One can conjure with currency base, economics, and other factors and come up with almost any type of credit system.  The real rub is how much energy is the GM willing to expend in managing this aspect of a game.  Whatever system of credit exists will have customs and rules by which it operates which should be consistent with the setting.
Hunter
 member, 1351 posts
 Captain Oblivious!
 Lurker
Sat 13 May 2017
at 04:32
Re: How much would it change D&D games if credit was used?
engine:
If by "murder hobo" you mean a player who is killing helpful NPCs in a disruptive way for no very good reason, rather than a player who is killing troublesome monsters in a well-behaved way for no very good reason, then putting in more downsides to their behavior is not likely to change anything.


The biggest issue I've encountered with that line of thought in general is the GMs often fail to make PC actions have consequences.    Player characters have plot armor probably more often than they really should.
GreenTongue
 member, 804 posts
 Game Archaeologist
Sat 13 May 2017
at 12:17
Re: How much would it change D&D games if credit was used?
Hunter:
The biggest issue I've encountered with that line of thought in general is the GMs often fail to make PC actions have consequences.

If characters are totally disconnected from reality, I suppose nothing makes a difference but imagination.

Hunter:
Player characters have plot armor probably more often than they really should.

I suppose there is nothing wrong with a completely "magical fantasy land" if that is the kind of game you like.

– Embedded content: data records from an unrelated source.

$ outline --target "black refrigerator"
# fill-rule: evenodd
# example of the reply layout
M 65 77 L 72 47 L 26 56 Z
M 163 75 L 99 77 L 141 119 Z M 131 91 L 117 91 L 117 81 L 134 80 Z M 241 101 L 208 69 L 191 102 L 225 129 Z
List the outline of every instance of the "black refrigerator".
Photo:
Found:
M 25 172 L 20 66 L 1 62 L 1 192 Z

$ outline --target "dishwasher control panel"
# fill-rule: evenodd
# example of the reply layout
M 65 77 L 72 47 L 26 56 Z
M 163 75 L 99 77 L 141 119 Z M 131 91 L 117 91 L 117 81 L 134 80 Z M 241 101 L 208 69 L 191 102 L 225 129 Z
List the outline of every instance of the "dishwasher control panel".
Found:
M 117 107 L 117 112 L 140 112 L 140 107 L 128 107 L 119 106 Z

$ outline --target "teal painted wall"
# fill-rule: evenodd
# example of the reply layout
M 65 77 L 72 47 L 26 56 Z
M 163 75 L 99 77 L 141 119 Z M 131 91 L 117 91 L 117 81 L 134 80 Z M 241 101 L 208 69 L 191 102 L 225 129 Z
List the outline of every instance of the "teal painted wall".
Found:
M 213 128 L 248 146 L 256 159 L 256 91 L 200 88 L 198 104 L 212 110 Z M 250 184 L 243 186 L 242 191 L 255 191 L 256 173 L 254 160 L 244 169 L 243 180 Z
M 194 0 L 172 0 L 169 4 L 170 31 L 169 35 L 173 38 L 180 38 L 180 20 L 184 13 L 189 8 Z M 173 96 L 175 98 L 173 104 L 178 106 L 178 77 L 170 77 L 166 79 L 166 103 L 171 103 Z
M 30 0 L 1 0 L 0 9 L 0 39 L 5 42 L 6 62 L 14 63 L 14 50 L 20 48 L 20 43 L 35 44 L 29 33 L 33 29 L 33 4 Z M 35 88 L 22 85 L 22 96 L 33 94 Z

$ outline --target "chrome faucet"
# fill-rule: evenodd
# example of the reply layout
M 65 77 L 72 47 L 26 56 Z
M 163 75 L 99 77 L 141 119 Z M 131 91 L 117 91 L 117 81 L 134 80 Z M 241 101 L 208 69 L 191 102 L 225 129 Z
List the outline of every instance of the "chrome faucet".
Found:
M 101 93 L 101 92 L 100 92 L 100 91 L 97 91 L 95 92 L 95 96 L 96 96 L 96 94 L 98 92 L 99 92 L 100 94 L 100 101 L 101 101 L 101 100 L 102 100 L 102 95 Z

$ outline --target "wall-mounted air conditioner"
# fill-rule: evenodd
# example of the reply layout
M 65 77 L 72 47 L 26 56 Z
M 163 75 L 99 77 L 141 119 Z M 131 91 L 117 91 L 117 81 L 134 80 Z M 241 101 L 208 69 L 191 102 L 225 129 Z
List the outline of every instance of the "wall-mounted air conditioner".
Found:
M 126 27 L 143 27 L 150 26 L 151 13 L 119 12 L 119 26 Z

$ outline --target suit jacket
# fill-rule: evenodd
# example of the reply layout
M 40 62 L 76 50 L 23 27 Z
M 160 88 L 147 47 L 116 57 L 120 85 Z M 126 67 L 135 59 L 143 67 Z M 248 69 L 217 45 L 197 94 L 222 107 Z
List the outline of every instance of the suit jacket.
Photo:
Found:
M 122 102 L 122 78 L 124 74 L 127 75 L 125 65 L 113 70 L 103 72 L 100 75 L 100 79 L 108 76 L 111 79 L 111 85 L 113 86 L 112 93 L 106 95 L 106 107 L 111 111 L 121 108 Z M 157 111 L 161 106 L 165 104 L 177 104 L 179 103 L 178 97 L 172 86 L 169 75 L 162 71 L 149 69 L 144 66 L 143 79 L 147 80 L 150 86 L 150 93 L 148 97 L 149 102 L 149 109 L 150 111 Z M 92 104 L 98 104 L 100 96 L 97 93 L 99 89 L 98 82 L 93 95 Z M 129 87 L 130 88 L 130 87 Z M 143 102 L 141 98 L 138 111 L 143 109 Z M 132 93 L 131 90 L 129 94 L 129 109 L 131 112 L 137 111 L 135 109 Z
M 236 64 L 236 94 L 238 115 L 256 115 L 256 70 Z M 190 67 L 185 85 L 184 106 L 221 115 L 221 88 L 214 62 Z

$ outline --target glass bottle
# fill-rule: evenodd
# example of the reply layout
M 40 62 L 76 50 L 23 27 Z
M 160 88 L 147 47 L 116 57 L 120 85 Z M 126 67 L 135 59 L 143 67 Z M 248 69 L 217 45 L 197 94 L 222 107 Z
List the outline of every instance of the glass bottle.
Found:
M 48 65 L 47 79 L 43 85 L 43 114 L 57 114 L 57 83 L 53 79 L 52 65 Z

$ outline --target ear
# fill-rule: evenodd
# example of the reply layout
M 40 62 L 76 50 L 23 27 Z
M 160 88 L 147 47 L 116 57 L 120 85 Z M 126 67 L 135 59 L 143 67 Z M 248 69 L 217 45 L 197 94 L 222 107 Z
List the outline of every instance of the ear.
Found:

It seemed to me that credit, or the lack of, could provide a lot of drive to a game. I think it has had a huge effect in real life that has been overlooked in games.
Hunter
 member, 1352 posts
 Captain Oblivious!
 Lurker
Sat 13 May 2017
at 15:42
Re: How much would it change D&D games if credit was used?
I'm also really surprised that no one has brought this up.    From the lender's perspective, there's a risk in giving credit in the first place.   Given that a silver piece runs about $30 in modern money (average daily salary of an unskilled laborer), how like is it that the borrower is going to be able to repay?  (From that viewpoint, your average suit of armor is going to cost as much as a car.)  If nothing else, it's a good chance for those pesky diplomacy and sense motive rolls.
engine
 member, 331 posts
Sat 13 May 2017
at 18:37
Re: How much would it change D&D games if credit was used?
Hunter:
engine:
If by "murder hobo" you mean a player who is killing helpful NPCs in a disruptive way for no very good reason, rather than a player who is killing troublesome monsters in a well-behaved way for no very good reason, then putting in more downsides to their behavior is not likely to change anything.
The biggest issue I've encountered with that line of thought in general is the GMs often fail to make PC actions have consequences.
That sounds like the exact opposite to my experience. I believe it is highly dependent on a number of factors. I'd be happy to discuss it elsewhere. It's a fascinating topic.

Hunter:
Player characters have plot armor probably more often than they really should.
That is highly dependent on a number of factors, including the exact definition of the rather loaded term "plot armor."
GreenTongue
 member, 805 posts
 Game Archaeologist
Sat 13 May 2017
at 19:19
Re: How much would it change D&D games if credit was used?
Hunter:
(From that viewpoint, your average suit of armor is going to cost as much as a car.)


Sounds about right.
The Ill-Made Knight by Christian Cameron gives a good feel for the value of armor.
Also, gives good examples of how money transactions worked in real life.

Maybe a little too gritty for most games to emulate.